De vacunas y pesadillas

Hoy hace un año, el 23 de enero de 2020, se decretó el confinamiento absoluto en Wuhan, la populosa ciudad china donde, desde primeros de diciembre del año anterior, se habían diagnosticado casos de una enfermedad viral emergente que hoy conocemos como Covid-19. Un año después, se han confirmado más de 83 millones de contagios en el planeta (en realidad muchos millones más, dado que los casos no confirmados pueden suponer un 30-50% más), con casi 2 millones de muertes (ídem).

Todavía no hemos despertado de la pesadilla que comenzó hace un año en esa ciudad china, y entramos en el segundo año de este mal sueño con la infección propagándose de forma descontrolada en pueblos y ciudades de España, de norte a sur y de este a oeste, con más de 40.000 contagios al día y más de 400 muertos diarios. Nuestras autoridades sanitarias y no sanitarias parecen incapaces de controlar esta pandemia, esta es la triste realidad. Las causas de este hecho son múltiples y no es el lugar ni el momento de analizarlas, aunque puedo sugerir una pista: el éxito en el control de una enfermedad infecciosa, lo sabemos desde el medioevo, radica en identificar con rapidez a los infectados y proteger a quienes no lo están. Nuestro ministerio de sanidad fracasó en esa tarea al principio de la pandemia, sobre todo por falta de test diagnósticos en los primeros meses, y en ningún momento ha sido capaz de coordinar una respuesta consistente, por lo que nos encontramos asediados de nuevo por los contagios, los ingresos hospitalarios y los muertos.

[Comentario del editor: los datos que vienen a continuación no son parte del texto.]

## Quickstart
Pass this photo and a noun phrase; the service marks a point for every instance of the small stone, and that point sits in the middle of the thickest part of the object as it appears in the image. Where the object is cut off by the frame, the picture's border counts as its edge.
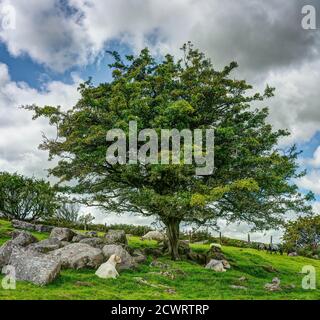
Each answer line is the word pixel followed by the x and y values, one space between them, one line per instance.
pixel 62 234
pixel 116 237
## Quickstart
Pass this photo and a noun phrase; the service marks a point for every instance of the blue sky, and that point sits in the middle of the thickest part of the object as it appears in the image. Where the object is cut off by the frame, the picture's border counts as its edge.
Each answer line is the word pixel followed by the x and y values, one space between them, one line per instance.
pixel 55 44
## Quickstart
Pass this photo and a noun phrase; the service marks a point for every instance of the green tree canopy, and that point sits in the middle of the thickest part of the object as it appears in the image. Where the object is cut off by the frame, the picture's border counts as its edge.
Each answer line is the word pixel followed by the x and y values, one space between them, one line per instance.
pixel 26 198
pixel 252 178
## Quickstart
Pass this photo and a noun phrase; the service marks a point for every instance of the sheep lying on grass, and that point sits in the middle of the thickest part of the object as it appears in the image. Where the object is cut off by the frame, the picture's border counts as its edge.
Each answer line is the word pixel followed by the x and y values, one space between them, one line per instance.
pixel 108 269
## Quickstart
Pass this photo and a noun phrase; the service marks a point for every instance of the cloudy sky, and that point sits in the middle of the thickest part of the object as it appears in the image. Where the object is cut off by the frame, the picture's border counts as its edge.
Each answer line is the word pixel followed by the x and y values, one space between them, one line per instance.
pixel 49 46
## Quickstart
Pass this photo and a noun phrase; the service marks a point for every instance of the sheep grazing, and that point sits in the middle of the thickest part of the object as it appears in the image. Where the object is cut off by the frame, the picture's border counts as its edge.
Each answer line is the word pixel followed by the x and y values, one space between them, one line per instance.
pixel 154 235
pixel 108 269
pixel 275 248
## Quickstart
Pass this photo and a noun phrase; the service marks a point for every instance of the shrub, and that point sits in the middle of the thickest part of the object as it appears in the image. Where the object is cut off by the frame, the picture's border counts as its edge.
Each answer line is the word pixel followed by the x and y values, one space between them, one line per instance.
pixel 26 198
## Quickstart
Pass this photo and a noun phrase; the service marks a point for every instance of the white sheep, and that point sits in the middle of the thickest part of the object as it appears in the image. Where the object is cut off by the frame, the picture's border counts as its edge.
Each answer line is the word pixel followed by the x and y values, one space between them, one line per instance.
pixel 108 269
pixel 216 245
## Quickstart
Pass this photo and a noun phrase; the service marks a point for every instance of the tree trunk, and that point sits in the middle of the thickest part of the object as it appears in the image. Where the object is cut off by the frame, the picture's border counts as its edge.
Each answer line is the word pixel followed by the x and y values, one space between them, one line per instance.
pixel 172 228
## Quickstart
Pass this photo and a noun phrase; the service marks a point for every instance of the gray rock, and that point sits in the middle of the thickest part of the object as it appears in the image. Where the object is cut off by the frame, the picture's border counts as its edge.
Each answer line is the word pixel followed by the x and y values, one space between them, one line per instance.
pixel 36 268
pixel 65 243
pixel 138 256
pixel 78 237
pixel 91 234
pixel 23 238
pixel 62 234
pixel 116 237
pixel 216 265
pixel 127 261
pixel 94 242
pixel 43 228
pixel 5 252
pixel 78 255
pixel 46 245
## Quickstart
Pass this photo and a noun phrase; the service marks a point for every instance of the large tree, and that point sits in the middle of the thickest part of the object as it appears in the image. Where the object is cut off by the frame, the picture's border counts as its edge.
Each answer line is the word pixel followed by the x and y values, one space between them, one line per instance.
pixel 26 198
pixel 252 178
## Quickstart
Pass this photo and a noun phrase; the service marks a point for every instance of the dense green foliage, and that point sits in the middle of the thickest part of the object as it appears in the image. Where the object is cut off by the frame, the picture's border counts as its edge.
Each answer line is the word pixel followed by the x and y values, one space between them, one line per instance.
pixel 252 178
pixel 26 198
pixel 67 212
pixel 192 281
pixel 303 235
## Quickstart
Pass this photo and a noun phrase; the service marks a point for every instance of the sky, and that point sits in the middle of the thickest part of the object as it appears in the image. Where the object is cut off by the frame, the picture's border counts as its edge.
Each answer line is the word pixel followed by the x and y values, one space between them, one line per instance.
pixel 50 46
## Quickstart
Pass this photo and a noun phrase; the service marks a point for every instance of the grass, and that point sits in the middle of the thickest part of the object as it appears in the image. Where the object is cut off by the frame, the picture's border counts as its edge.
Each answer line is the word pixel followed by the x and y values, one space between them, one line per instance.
pixel 192 281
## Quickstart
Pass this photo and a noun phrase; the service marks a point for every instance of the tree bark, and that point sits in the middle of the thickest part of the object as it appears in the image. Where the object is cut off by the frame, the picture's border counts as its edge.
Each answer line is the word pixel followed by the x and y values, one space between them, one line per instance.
pixel 172 229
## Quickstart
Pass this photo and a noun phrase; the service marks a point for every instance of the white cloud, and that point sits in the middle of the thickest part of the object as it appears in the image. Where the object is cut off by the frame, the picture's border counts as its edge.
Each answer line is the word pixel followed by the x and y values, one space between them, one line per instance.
pixel 61 34
pixel 311 181
pixel 19 135
pixel 315 160
pixel 296 105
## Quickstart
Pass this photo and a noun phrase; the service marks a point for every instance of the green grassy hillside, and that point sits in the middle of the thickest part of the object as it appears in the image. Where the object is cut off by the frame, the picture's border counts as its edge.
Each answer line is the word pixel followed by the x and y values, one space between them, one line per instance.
pixel 183 280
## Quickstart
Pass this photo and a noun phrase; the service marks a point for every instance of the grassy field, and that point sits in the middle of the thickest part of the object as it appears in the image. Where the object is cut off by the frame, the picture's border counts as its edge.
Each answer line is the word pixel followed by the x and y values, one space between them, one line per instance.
pixel 191 281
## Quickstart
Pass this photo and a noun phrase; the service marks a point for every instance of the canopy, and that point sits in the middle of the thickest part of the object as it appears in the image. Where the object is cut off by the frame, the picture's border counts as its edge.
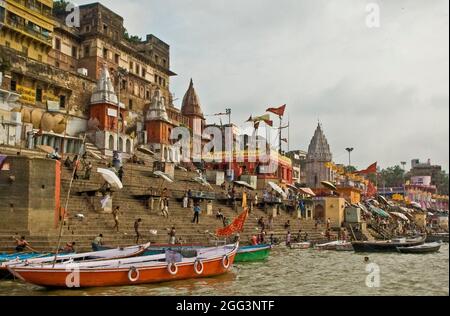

Triste realidad con la que hemos de convivir día a día los sanitarios como yo y la población general como ustedes. Nos hemos tenido que acostumbrar a vivir con miedo: miedo al contagio, a la enfermedad y la muerte; a la pérdida de seres queridos, de aquellos que nos importan; del empleo, de la empresa, de la capacidad adquisitiva; de los sueños y proyectos, de las ilusiones cotidianas sencillas, como un fin de semana en el campo, unas vacaciones, ver a la familia que vive en otra provincia o en otro país. Además, sin saber qué nos espera, en manos del peor gobierno en el peor momento. Los daños sociales, económicos y políticos que estos gobernantes están produciendo son gravísimos, y perdurarán mucho tiempo después del fin de la pandemia.

En este contexto de malas noticias y peores realidades, ha comenzado de forma lenta y dificultosa la campaña de vacunación. El desarrollo de vacunas a “velocidad pandémica” es uno de los hitos científicos más destacables de estos meses, y aun cuando las incógnitas sobre las mismas son numerosas, son por el momento nuestra única posibilidad de protegernos a nivel individual de esta pesadilla, dado que no hemos encontrado hasta ahora un fármaco eficaz.

Acepté recibir la primera dosis tan pronto como se me ofreció, hace unos pocos días, y ahora los sanitarios cruzamos los dedos en espera de una 2ª dosis, que no sabemos si podrá administrarse en fecha, dada la escasez en el suministro. Eso no disminuirá nuestra preocupación por las personas queridas no vacunadas, tan sólo podrá brindarnos una cierta protección para seguir cuidando a otros. Tampoco nos librará de las duras medidas no farmacológicas que buscan disminuir los contagios: seguiremos mucho tiempo viviendo lejos de los demás, sin poder abrazarlos, ocultos tras las mascarillas.

Soy consciente de que los costes emocionales y físicos del cuidado de los pacientes son cuantiosos y pagaremos su precio durante meses, quizás años. Hemos visto enfermar a compañeros de trabajo, hemos tenido que aceptar la pérdida de numerosos pacientes, y los hemos visto morir solos; hemos tenido que comunicar por teléfono noticias atroces a personas que no conocíamos, sin poder acompañar con una mirada, con un gesto. Todo esto, incluso para personas curtidas en la profesión médica, supone una desolación que nos acompañará toda nuestra vida, al igual que, en mi caso, lo ha hecho la muerte de tantas personas jóvenes en la primera pandemia que viví, el SIDA, y el haber presenciado la muerte por hambre de no pocos niños en Honduras o en África, en sus días.

Recemos los unos por los otros en este tiempo difícil. Sigamos apoyándonos todo lo que podamos, pidiendo el auxilio de quien puede dárnoslo: “cuando nos llegue la prueba, no nos dejes sucumbir a ella”.